- Born: Truman Eliot Jenney May 12, 1910 Mason City, Iowa, U.S.
- Died: December 16, 1945 (aged 35) Los Angeles, California, U.S.
- Genres: Jazz
- Instruments: Trombone, trumpet
- Spouse: Kay Thompson ​ ​(m. 1937; div. 1939)​

= Jack Jenney =

American jazz trombonist (1910–1945)

Truman Eliot "Jack" Jenney (May 12, 1910 – December 16, 1945) was an American jazz trombonist.

== Early life ==
Born in Mason City, Iowa, Jenney first played trumpet, then switched to trombone. His father was a musician and music teacher. Jenney performed in his father's band from age 11, but his professional work began with Austin Wylie in 1928.

== Career ==
During his career, Jenney worked with Isham Jones, Red Norvo, Artie Shaw, Mal Hallett, and Waring's Pennsylvanians. He appeared in the film Syncopation.

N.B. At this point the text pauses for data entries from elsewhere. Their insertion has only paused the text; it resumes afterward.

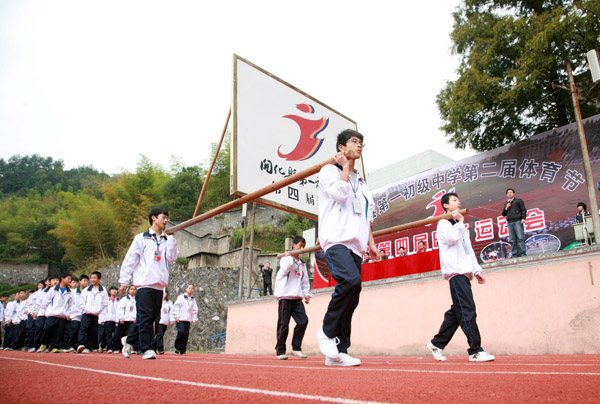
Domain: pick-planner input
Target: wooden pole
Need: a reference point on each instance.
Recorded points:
(243, 260)
(251, 249)
(585, 157)
(211, 166)
(383, 232)
(256, 194)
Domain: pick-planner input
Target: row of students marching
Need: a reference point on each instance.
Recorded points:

He has been called "the greatest trombonist of the Big Band era" and won the DownBeat Reader's Poll for trombone in 1940.

He led his own band for a year in 1938 and 1939, but it was a financial failure. He was drafted into the United States Navy in 1943, but also played as a studio musician the following year.

== Death ==
He died on December 16, 1945, in Los Angeles, from complications following an appendectomy.